The competencies of strategy teams are well-suited to help with these topics including the ability to:

  • Quickly collect, analyze, and draw inference from data that’s not easily accessible
  • Surface insight to top management from all parts of the organization e.g. across layers, departments, and divisions
  • Navigate interdependencies across departments, divisions, and locations
  • Reconcile and make sense of disparate internal and external viewpoints
  • Distil the tradeoffs and key choices and the rationale behind each option

Importantly this work will help engage people across the organization.

A Silver Lining 

While many employees are fully engaged working directly or indirectly to help patients and keep research going, there are also many who have time on their hands and the capacity to think more broadly.

There’s a huge opportunity for the leaders and the corporate strategy team to find them and engage them in problem solving. Doing this will also keep the best people connected and valued through this difficult and stressful time.

We have found that collaborative and creative work including, for instance brainstorming workshops can be done incredibly well remotely and doing it builds skills and best-practices for virtual teams, which is an important asset in itself.

But getting to insights from everyone in a large organization requires scalable ways of crowdsourcing.

Capturing and acting on employee insights

Often in large distributed organizations with multiple business units and locations, the real insights are buried in the organization and it’s hard to efficiently draw it out and separate the wheat from the chaff.
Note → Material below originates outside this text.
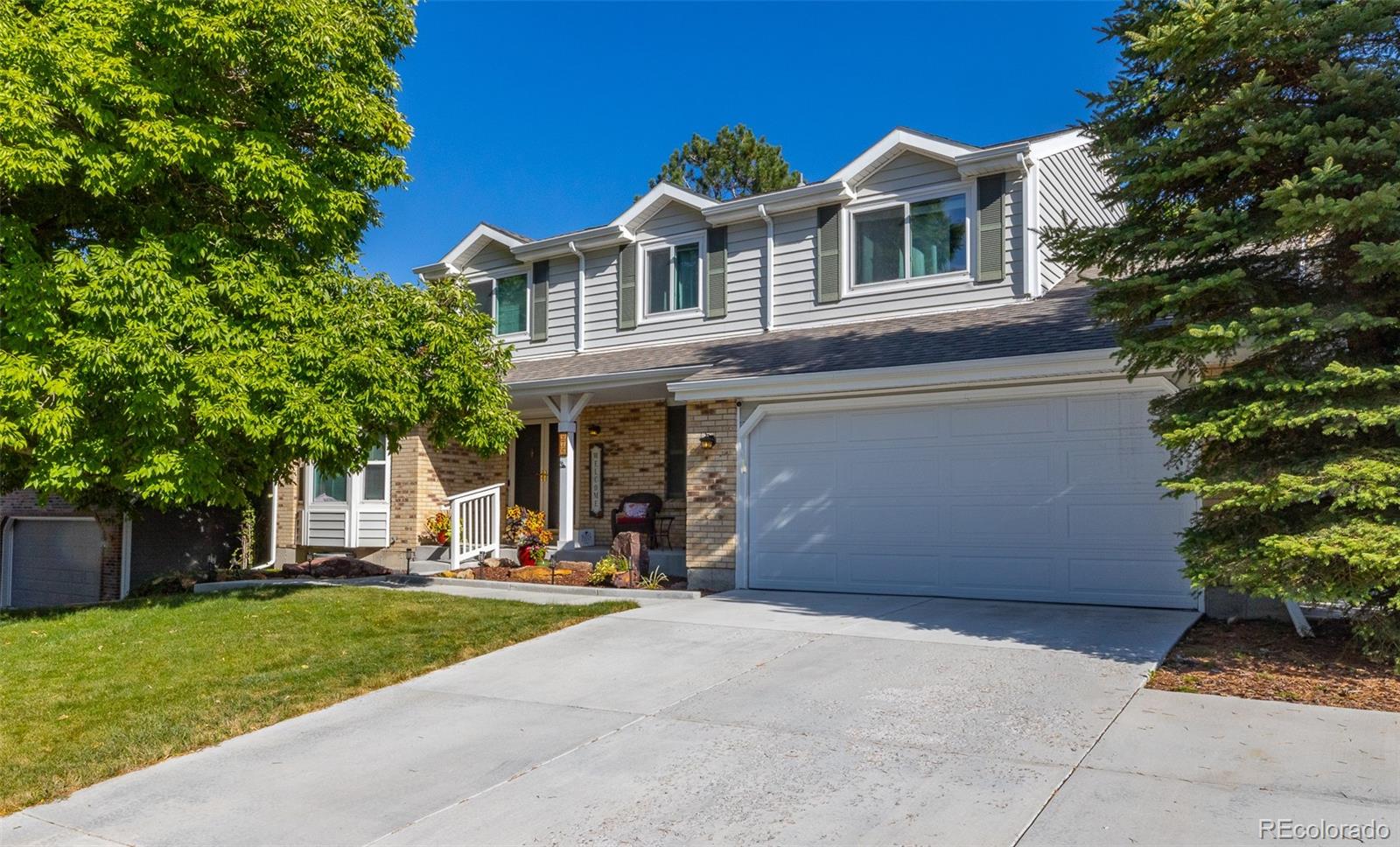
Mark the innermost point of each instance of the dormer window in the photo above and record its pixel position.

We’re partnering with Entromy to deploy their organization insight generator specifically tuned for healthcare organizations in the context of the Covid crisis. This online tool allows us to survey employees in a way that’s light-touch and that can quickly draw insights from their structured and unstructured responses to hone in on problem areas, surface creative ideas, and identify best practices. We can do this quickly and cost-effectively across large distributed firms within days. Just to put this in perspective, a typical survey of say 10 to 50,000 employees could take at least a couple weeks to get out the door and then another few weeks to get back and process, and even then the unstructured ideas are often lost. We can do that in days using this automated platform that already has a tuned set of questions and benchmarks.

Conclusion

Strategy teams need to shift focus to identifying and acting on Covid priorities because choices we make relating to this crisis involve trade-offs that have fundamental long-term implications and because they have unique capabilities that are well-suited for this crisis.